Despite the bumps and bruises picked up along the way, that Lions team had a shot at success in the playoffs. There was some movement and depth at quarterback, with former MOP Casey Printers taking over from Buck Pierce down the stretch of the season and Jarious Jackson still in the mix. Travis Lulay was on the sidelines, learning the game as a rookie. Martell Mallett put in a CFL rookie of the year performance at running back and Geroy Simon and Manny Arceneaux highlighted the receiving corps, with Angus Reid leading a still-strong offensive line.

On defence, Brent Johnson, Ricky Foley and Aaron Hunt were chasing quarterbacks on the d-line, with Jason Arakgi, Korey Banks, Barron Miles, Dante Marsh and Ryan Phillips in the backfield.

Paul McCallum (along with a young Sean Whyte) covered the kicking game. Working on the practice roster that year, splitting time with his junior team, was running back Andrew Harris. The Lions middled in 2009 but looking back on the roster, there was greatness on the horizon for the team.

The Lions weren’t the only team that middled that year. The 15-3 Montreal Alouettes set the standard in 2009, with the rest of the league duking it out to be the second fiddle, hoping for an upset. The Ticats waited for the Lions in Hamilton with a 9-9 record. The West was something of a logjam, with Saskatchewan and Calgary sitting at 10-7 and Edmonton in third at 9-9.

Taking down Montreal would be a gargantuan task, but David has had his moments against Goliath in the CFL playoffs. What also added fuel to the Lions fire was that the crossover was no longer an impossible feat.
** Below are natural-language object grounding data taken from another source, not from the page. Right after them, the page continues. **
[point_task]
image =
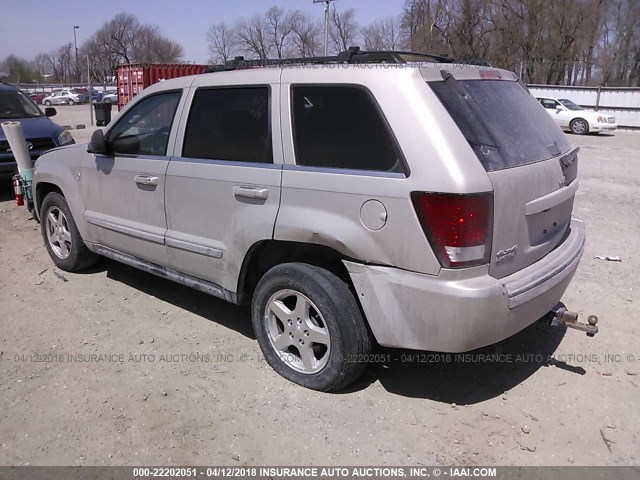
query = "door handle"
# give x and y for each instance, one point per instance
(146, 180)
(250, 192)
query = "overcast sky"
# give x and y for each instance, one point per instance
(29, 27)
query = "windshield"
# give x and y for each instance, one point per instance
(15, 104)
(569, 104)
(501, 121)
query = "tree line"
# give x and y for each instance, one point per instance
(570, 42)
(123, 39)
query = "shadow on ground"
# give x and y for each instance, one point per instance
(471, 377)
(234, 317)
(449, 378)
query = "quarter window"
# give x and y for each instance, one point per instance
(342, 127)
(144, 130)
(230, 124)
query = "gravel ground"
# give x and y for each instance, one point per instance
(185, 383)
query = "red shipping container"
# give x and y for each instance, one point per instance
(132, 78)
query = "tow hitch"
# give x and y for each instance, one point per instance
(561, 316)
(21, 182)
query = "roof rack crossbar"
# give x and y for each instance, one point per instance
(350, 56)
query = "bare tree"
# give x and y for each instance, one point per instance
(280, 26)
(342, 29)
(222, 42)
(152, 47)
(382, 34)
(253, 37)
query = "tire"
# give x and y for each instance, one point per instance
(61, 237)
(579, 126)
(312, 303)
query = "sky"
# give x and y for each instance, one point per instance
(29, 27)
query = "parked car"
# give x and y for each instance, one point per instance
(40, 133)
(346, 206)
(110, 96)
(65, 97)
(38, 96)
(575, 118)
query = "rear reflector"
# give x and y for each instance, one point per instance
(457, 226)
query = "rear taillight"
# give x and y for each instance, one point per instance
(458, 226)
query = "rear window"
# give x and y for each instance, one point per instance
(503, 123)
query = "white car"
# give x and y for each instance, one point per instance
(578, 120)
(110, 97)
(64, 97)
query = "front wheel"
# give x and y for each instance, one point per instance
(61, 237)
(579, 126)
(309, 327)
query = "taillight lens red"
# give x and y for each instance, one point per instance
(458, 226)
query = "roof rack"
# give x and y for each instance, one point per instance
(351, 56)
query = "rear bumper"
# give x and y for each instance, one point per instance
(458, 311)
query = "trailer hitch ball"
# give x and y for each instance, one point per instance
(562, 316)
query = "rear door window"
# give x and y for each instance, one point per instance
(502, 122)
(144, 130)
(230, 124)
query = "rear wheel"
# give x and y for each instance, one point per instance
(579, 126)
(61, 237)
(309, 327)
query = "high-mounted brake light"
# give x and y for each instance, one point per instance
(457, 226)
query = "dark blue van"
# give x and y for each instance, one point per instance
(40, 132)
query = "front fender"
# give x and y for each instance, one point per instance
(62, 168)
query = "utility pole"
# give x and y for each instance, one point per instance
(326, 24)
(75, 44)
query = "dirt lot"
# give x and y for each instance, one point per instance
(185, 382)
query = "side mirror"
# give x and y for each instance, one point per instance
(97, 144)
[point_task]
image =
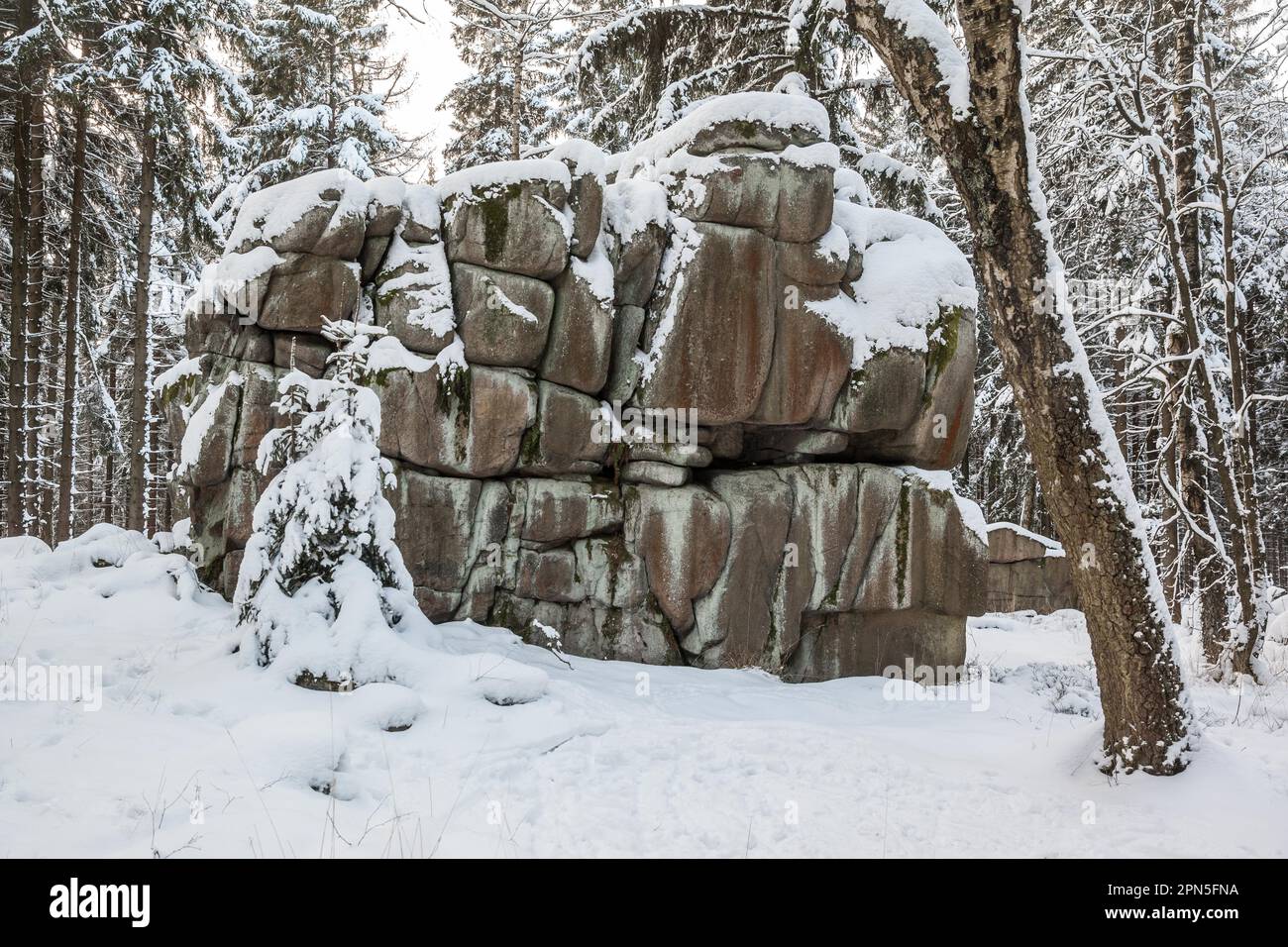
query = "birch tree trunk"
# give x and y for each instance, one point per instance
(991, 157)
(71, 328)
(14, 468)
(140, 380)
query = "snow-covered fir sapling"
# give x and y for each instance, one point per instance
(322, 586)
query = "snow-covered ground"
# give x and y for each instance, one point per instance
(196, 754)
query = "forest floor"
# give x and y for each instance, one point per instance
(193, 754)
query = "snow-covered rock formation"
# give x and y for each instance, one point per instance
(1026, 571)
(684, 403)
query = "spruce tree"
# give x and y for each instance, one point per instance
(318, 86)
(322, 583)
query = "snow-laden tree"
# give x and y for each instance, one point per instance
(516, 95)
(639, 72)
(322, 583)
(320, 85)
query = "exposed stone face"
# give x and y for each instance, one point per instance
(307, 289)
(503, 318)
(716, 351)
(515, 227)
(722, 305)
(1026, 573)
(581, 335)
(562, 438)
(469, 424)
(587, 202)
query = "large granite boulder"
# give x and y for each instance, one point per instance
(671, 403)
(1026, 573)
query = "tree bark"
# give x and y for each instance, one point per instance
(1080, 463)
(14, 467)
(516, 105)
(71, 328)
(35, 308)
(140, 380)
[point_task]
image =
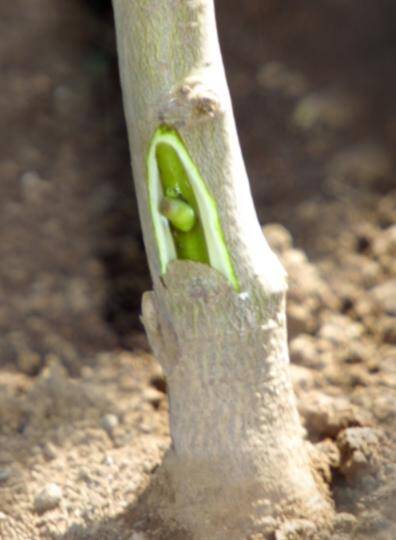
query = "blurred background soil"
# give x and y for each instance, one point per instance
(83, 411)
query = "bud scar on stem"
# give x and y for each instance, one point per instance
(184, 213)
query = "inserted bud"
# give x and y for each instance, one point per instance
(179, 213)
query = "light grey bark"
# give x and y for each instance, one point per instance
(238, 454)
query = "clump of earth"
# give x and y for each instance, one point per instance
(83, 405)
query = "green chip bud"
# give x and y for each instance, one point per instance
(179, 213)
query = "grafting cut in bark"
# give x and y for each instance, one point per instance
(216, 316)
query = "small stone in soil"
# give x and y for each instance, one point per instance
(48, 498)
(109, 422)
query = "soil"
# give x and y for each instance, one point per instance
(83, 408)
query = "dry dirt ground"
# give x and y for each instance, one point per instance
(83, 408)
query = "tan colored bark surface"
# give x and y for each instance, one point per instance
(238, 456)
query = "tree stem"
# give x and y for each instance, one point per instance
(238, 453)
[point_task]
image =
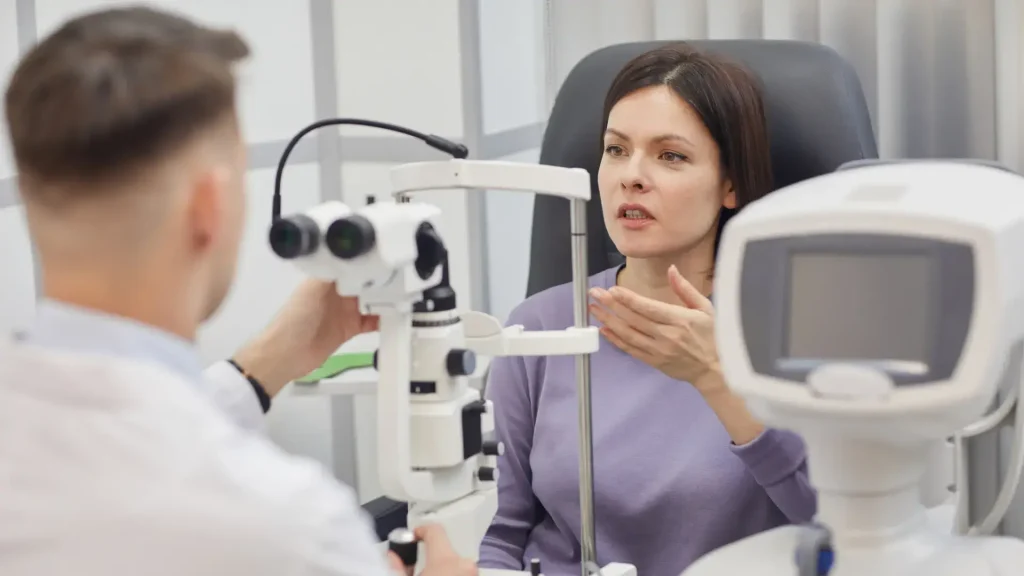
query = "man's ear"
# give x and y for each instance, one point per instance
(729, 201)
(207, 205)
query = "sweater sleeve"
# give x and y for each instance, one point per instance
(777, 459)
(508, 386)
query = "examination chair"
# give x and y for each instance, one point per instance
(817, 121)
(817, 117)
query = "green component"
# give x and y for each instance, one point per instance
(338, 364)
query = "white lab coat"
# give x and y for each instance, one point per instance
(121, 467)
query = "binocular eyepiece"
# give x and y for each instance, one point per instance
(298, 236)
(354, 235)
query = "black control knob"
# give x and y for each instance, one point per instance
(294, 236)
(429, 249)
(493, 448)
(350, 237)
(402, 542)
(487, 474)
(461, 362)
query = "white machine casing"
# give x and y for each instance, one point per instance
(977, 205)
(867, 444)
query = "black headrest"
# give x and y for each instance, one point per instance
(817, 120)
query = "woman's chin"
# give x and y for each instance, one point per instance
(634, 248)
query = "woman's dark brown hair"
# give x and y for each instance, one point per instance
(727, 98)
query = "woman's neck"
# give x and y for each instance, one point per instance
(649, 277)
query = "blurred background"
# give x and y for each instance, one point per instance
(942, 79)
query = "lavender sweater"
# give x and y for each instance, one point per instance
(669, 485)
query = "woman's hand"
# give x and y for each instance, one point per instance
(679, 340)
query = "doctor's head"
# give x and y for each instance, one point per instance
(130, 160)
(685, 145)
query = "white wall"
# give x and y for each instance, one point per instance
(17, 287)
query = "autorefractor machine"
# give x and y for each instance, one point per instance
(877, 311)
(433, 428)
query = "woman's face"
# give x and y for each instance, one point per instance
(662, 189)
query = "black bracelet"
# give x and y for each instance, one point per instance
(264, 399)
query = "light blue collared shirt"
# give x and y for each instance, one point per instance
(68, 327)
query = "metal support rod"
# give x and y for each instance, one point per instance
(581, 282)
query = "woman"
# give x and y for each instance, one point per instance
(680, 466)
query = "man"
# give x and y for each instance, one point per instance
(114, 458)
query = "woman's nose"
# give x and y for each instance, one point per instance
(634, 177)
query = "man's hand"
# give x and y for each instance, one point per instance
(441, 560)
(311, 326)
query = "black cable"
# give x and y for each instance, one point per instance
(455, 150)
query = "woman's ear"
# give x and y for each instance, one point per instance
(729, 200)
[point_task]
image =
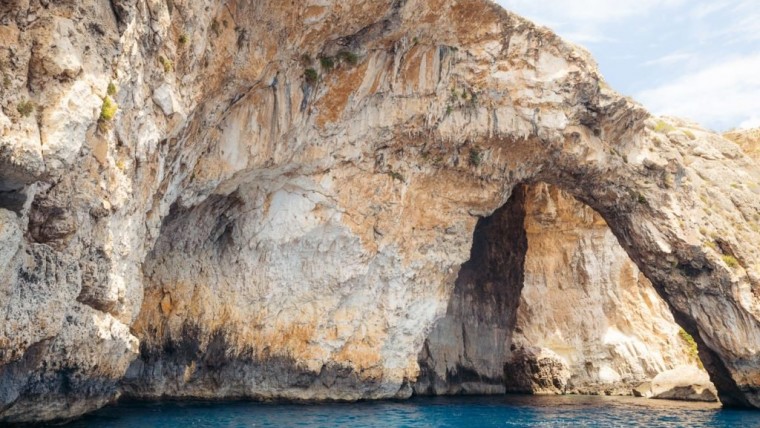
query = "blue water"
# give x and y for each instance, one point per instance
(502, 411)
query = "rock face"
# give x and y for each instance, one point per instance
(748, 140)
(281, 203)
(683, 383)
(587, 322)
(587, 303)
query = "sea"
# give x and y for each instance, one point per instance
(460, 411)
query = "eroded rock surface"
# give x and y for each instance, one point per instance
(588, 304)
(581, 319)
(282, 201)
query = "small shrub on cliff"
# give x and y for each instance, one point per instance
(25, 108)
(663, 127)
(348, 57)
(108, 109)
(311, 76)
(730, 261)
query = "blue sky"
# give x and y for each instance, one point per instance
(696, 59)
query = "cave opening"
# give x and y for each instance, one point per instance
(550, 303)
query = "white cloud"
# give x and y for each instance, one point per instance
(671, 59)
(586, 11)
(751, 123)
(720, 95)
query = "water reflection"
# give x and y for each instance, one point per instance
(509, 411)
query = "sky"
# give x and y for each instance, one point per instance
(697, 59)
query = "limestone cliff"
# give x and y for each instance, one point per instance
(575, 313)
(273, 199)
(748, 140)
(587, 307)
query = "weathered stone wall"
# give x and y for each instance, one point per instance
(238, 211)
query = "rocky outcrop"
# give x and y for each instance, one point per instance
(281, 202)
(588, 304)
(682, 383)
(748, 140)
(587, 322)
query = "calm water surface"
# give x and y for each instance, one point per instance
(502, 411)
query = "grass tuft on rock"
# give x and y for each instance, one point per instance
(25, 108)
(108, 109)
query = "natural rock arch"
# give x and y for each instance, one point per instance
(434, 113)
Edmonton travelled to Winnipeg in 2008 and became the first crossover team to win a playoff game.

Led by Printers at QB, the Lions survived an OT battle in Hamilton to get their own crossover win, but met the same fate that the ’08 Edmonton team did and couldn’t get past Montreal. In the 11 years since that game, the crossover has become something of a rite of passage for West Division teams. A West team has gone east for the playoffs the last four years and six times in the last 11. The wins — in the Eastern Semi-Final at least — are becoming more common but the crossover remains a tricky path, even in recent years of West dominance when it’s suggested that the crossover could be the easier route to the Grey Cup game.

Stretching from 1997 to last year’s East Final, the crossover has proven to never be easy. Five crossover games (2003, 2009, 2012, 2014 and 2019) have been absolute blowout wins for the East team. The Lions have been the victim in three of those games, with Edmonton claiming the other two losses, with the East managing to defend its turf from rivals with Grey Cup ambitions.